DigitalPhonetics / IMS-Toucan

Controllable and fast Text-to-Speech for over 7000 languages!
Apache License 2.0
1.47k stars 166 forks source link

Voice cloning not working #178

Closed uni-saurabh-vyas closed 4 months ago

uni-saurabh-vyas commented 4 months ago

Logs

torchvision is not available - cannot save figures
Directory '/mnt/efs/jeena/to_saurabh/Hindi_phrases_sents/data/ims/test' already exists.
Directory '/mnt/efs/jeena/to_saurabh/Hindi_phrases_sents/data/ims/test_kaldi' already exists.
/mnt/efs/jeena/to_saurabh/Hindi_phrases_sents/ims/lib/python3.8/site-packages/torch/nn/utils/weight_norm.py:30: UserWarning: torch.nn.utils.weight_norm is deprecated in favor of torch.nn.utils.parametrizations.weight_norm.
  warnings.warn("torch.nn.utils.weight_norm is deprecated in favor of torch.nn.utils.parametrizations.weight_norm.")
/mnt/efs/saurabh/saurabh/tools/xtts/src_speakers_hindi3/2ec8b903-380b-4d91-9c5f-9e6e8306a634-A_003387-004535_sp1.1.wav
/mnt/efs/jeena/to_saurabh/Hindi_phrases_sents/ims/lib/python3.8/site-packages/torch/functional.py:650: UserWarning: stft with return_complex=False is deprecated.
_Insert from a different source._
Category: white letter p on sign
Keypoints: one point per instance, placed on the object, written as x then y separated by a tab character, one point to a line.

In a future pytorch release, stft will return complex tensors for all inputs, and return_complex=False will raise an error.
Note: you can still call torch.view_as_real on the complex output to recover the old return format. (Triggered internally at ../aten/src/ATen/native/SpectralOps.cpp:863.)
  return _VF.stft(input, n_fft, hop_length, win_length, window,  # type: ignore[attr-defined]
Now synthesizing: my text to say
/mnt/efs/saurabh/saurabh/tools/xtts/src_speakers_hindi3/EA135614-E35D-4F14-93A5-70FA45293867-32bd8f75-c35f-4a1e-a902-533f36f81a7c-1-275870.wav
Now synthesizing: my text to say
/mnt/efs/saurabh/saurabh/tools/xtts/src_speakers_hindi3/6dee3eed-2b24-40b1-a8f8-465516574b6b-B_032048-033021_sp0.9.wav
Traceback (most recent call last):
  File "/mnt/efs/jeena/to_saurabh/Hindi_phrases_sents/IMS-Toucan/ims_tts.py", line 63, in <module>
    tts.set_utterance_embedding(speaker_reference)
  File "/mnt/efs/jeena/to_saurabh/Hindi_phrases_sents/IMS-Toucan/InferenceInterfaces/ToucanTTSInterface.py", line 112, in set_utterance_embedding
    wave = Resample(orig_freq=sr, new_freq=16000).to(self.device)(torch.tensor(wave, device=self.device, dtype=torch.float32))
  File "/mnt/efs/jeena/to_saurabh/Hindi_phrases_sents/ims/lib/python3.8/site-packages/torch/nn/modules/module.py", line 1518, in _wrapped_call_impl
    return self._call_impl(*args, **kwargs)
  File "/mnt/efs/jeena/to_saurabh/Hindi_phrases_sents/ims/lib/python3.8/site-packages/torch/nn/modules/module.py", line 1527, in _call_impl
    return forward_call(*args, **kwargs)
  File "/mnt/efs/jeena/to_saurabh/Hindi_phrases_sents/ims/lib/python3.8/site-packages/torchaudio/transforms/_transforms.py", line 979, in forward
    return _apply_sinc_resample_kernel(waveform, self.orig_freq, self.new_freq, self.gcd, self.kernel, self.width)
  File "/mnt/efs/jeena/to_saurabh/Hindi_phrases_sents/ims/lib/python3.8/site-packages/torchaudio/functional/functional.py", line 1460, in _apply_sinc_resample_kernel
    waveform = waveform.view(-1, shape[-1])
RuntimeError: cannot reshape tensor of 0 elements into shape [-1, 0] because the unspecified dimension size -1 can be any value and is ambiguous

Code:

lang="eng"
tts = ToucanTTSInterface(device="cuda" if torch.cuda.is_available() else "cpu", tts_model_path="Meta", language=lang)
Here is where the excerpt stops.